CADÊ?

outubro 15, 2008

Leiam João Antônio


Alguns leitores deste blog, aposto, sequer ouviram falar de João Antônio. Mas não são necessariamente desinformados. Afinal, João Antônio, contista e cronista primoroso, foi mesmo marginalizado. O autor, pela postura que adotara, contribuiu bastante para o limbo em que foi posto. Vejam, por exemplo, na visão de Paulo Maldonado, um pouco de João Antônio:

Nos anos sessenta, radicado no Rio, larga a gravata, e a servidão em redação de jornais e revistas. Naquele dia, senta no meio-fio da rua onde morava, no Leblon - a mesma do Antonio’s, bar de badalo da esquerda-festiva, mastiga e cospe o primeiro cartão de crédito, dirige o carro até o centro da cidade, pára na bolsa de automóveis e se desfaz dele. Volta de ônibus. Senta novamente no meio-fio, mastiga e cospe o segundo cartão de crédito. Corta seu último liame com a sociedade de consumo. Descasa-se da vida normal de homem casado com mulher e filho. Não volta à carteira assinada. Amasia-se à literatura. A puta amada que trará alegria e vicissitude máximas e cobra traições. Paga o preço da extraordinária fidelidade.

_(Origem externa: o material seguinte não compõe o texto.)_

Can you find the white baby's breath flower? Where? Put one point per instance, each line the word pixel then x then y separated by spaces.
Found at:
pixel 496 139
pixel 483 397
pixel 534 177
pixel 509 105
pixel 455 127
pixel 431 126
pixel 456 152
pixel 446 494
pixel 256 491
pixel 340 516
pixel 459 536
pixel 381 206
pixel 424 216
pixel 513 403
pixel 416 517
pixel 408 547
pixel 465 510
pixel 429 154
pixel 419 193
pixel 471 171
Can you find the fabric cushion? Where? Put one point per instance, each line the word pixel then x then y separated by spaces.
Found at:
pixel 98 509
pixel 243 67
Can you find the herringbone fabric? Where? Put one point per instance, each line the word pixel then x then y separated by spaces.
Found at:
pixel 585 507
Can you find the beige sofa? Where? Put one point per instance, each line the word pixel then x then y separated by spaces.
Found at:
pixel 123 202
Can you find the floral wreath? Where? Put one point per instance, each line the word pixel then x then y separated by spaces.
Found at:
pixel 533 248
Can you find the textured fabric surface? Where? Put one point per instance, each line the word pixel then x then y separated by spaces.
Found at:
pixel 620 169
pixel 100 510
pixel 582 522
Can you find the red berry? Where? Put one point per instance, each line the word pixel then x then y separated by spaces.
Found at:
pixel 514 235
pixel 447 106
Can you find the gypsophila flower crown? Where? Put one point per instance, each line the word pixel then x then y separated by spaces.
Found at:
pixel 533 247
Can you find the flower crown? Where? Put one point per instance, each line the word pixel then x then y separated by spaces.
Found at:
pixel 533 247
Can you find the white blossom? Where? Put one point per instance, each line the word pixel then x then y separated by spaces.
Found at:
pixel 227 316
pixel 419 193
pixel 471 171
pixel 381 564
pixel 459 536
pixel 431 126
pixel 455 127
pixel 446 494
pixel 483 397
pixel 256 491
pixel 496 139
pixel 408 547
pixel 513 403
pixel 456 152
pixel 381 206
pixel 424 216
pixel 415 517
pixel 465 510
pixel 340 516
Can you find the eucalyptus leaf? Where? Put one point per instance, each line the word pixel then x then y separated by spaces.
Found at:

O meio literário não gosta, porque tal devoção incomoda, e muito. Insólita, onde a regra é a concessão e justificativas para o ganho do vil metal. Invejam e criticam. Seu modo de trajar não prevê roupas de preço, relógio e modismos. As eternas bermudas e sandálias de couro, alpercatas, presenteadas por amigos, destoam do estereótipo de intelectual e escritor de elegância despojada, importada do Quartier Latin e Greenwich Village.
Publica artigos em jornais e livros de respeito, vem o ganho para a sobrevivência. Se pode, evita: intelectuais; editores; escritores; críticos. Escapole de confrontos, pura esperteza. Contudo, não engana, sabem como pensa. Não perdoa os que se dão importâncias, gabam de si e desfiam a própria biografia e feitos, plantando entrevistas idiotas nos suplementos e revistas culturais. Põe apelidos, debocha. Da falta de originalidade. De toda criação e produção intelectual macaqueada dos gringos. Da política tribal e políticos tupiniquins. Da imprensa, arrasada e, cada vez mais, levada por quem não sabe pensar e ao menos escrever. Santa fúria. Comportamento contrário ao assumido como missão frente a estudantes, escritores iniciantes e interessados em literatura, acadêmicos ou leigos. Disponibilidade absoluta para ler, discutir ou analisar qualquer texto ou idéia, ensinar
humildade, amor e trabalho como premissas de criação e a doutrinação a favor de o começo pelas leituras essenciais, estudo de estética e filosofia da arte. Nunca se furta a falar de suas preferências: Dostoievski, Tolstoi, Camus, Machado, Euclides, Mario de Andrade, Guimarães Rosa, Graciliano, Nelson Rodrigues, Clarisse Lispector, Dalton Trevisan; ou de indicar o que valora no momento: Anatoli Ribacov, Ryonozuke Akutagawa, Kazantzakis, Herman Melville, Günter Grass.
Diz e confirma: um escritor escreve. Ponto. Vale pelo texto e não por declarações, aparências ou posses. Desde cedo, escolhe convivências e vira porta-voz do zé-povinho, arraia-miúda, dos pontos-de-dose, bilhares, prostíbulos. Não se orgulha do sustento conquistado por mais de um ano aos treze, com dona acima dos trinta? Não será visto em vernissages, lançamentos, festas em coberturas da zona sul. Vai para a zona norte, freqüenta samba de subúrbio ou botequins de Copa e do Centro, lugares de assiduidade dos de lá ou dos descidos do morro. São os que não conseguem pôr esse no real e contam centavos. Só entra quem sabe preço de ônibus e pãozinho. João Antônio entendia sua lida e fez questão de manter distância geográfica dos literatos e da literatura que se diz brasileira, desconhecendo e insistindo em ignorar nosso povo e a pobreza.
Quando perguntado, revela que na busca das razões para ser artista, chegou à curiosidade e ao encantamento da primeira infância: mãe e avó brigavam sem parar porque ficava horas sozinho, embasbacado, a fitar estrelas no firmamento do Morro da Geada, Presidente Altino, S.Paulo. Seria músico, na pegada do pai operário e bambo nas rodas de chorões e chorinhos da periferia paulistana. Descobre-se a semente da paixão por Nelson Cavaquinho, Noel Rosa, Jacob do Bandolim, Pixinguinha, Garoto, Lupicínio, Aracy de Almeida. No entanto, deu-se a escrituras e nunca deixou de homenageá-los, seja em conversas sobre a música popular ou em contos/reportagens.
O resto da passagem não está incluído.